Zwei komplett unterschiedliche Halbzeiten beim gerechten 1:1 zwischen Tabellenführer SV Böblingen und dem FC Gärtringen
Der Wind, der Wind, das himmlische Kind: Ganz so martialisch wie im Kinderlied zum Grimm-Märchen “Hänsel und Gretel”, die beide unliebsame Bekanntschaft mit einer Hexe machen, ging es im Derby zwischen der SV Böblingen und dem FC Gärtringen nicht zu, beim 1:1 spielte der Wind aber auch eine entscheidende Rolle.
Eine Halbzeit lang sah Gärtringen, mit kräftiger Unterstützung von hinten, wie der sichere Sieger aus, führte aber nur 1:0. Danach drehte das Spiel komplett. “Am Ende müssen wir fast froh sein, wenigstens das 1:1 mitzunehmen”, war Gäste-Trainer Hanjo Kemmler über die Leistung seiner Mannen im zweiten Durchgang “regelrecht stinkig”. Für seinen Böblinger Kollegen Thomas Siegmund war das Unentschieden “leistungsgerecht”. “Bei dem Wind haben sich beide schwer getan.”

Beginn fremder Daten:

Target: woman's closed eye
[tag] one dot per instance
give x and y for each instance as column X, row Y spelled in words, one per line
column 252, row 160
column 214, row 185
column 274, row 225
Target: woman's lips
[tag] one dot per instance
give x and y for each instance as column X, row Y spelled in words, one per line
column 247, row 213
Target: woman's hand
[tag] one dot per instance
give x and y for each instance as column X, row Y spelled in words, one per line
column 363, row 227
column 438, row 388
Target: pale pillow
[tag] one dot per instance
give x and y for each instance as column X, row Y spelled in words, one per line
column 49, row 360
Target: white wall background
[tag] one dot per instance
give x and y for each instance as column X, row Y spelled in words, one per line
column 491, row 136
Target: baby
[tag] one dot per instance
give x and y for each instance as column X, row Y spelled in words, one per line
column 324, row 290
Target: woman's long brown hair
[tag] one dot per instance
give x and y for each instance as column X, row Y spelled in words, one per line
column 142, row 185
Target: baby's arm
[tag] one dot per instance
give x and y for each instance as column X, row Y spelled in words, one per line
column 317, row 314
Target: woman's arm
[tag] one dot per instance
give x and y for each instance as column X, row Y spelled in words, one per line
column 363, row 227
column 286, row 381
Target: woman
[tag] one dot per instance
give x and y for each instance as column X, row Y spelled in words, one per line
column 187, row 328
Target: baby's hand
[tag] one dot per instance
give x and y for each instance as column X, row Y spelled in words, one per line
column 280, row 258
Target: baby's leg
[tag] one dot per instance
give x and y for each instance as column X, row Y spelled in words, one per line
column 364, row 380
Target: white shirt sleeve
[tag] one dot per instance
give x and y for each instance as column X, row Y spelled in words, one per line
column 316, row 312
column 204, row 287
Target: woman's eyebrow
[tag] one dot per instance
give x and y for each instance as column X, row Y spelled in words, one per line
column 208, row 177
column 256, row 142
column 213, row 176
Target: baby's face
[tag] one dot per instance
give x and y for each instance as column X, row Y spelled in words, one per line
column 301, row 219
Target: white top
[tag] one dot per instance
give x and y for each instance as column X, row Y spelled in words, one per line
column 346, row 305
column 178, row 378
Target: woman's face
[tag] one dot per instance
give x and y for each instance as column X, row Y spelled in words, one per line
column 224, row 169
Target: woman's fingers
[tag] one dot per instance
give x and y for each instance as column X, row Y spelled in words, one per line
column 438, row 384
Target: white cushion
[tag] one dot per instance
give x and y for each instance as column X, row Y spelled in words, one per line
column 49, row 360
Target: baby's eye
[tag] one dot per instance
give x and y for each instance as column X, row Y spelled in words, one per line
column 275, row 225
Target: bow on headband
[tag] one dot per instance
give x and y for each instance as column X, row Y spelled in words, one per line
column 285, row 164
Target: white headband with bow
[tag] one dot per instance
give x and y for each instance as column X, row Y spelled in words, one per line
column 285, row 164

Wie tückisch die Verhältnisse waren, musste SVB-Keeper Dominik Traub schon nach wenigen Sekunden erfahren, als sein Abspiel 20 Meter vor dem Tor genau in den Füßen von Leo Saku landete, der aber zu wenig aus dieser unverhofften Möglichkeit machte. Hohe Bälle blieben in der Regel in der Luft stehen oder wurden völlig verweht, Auch das Laufen fiel mit dem Wind im Rücken viel leichter.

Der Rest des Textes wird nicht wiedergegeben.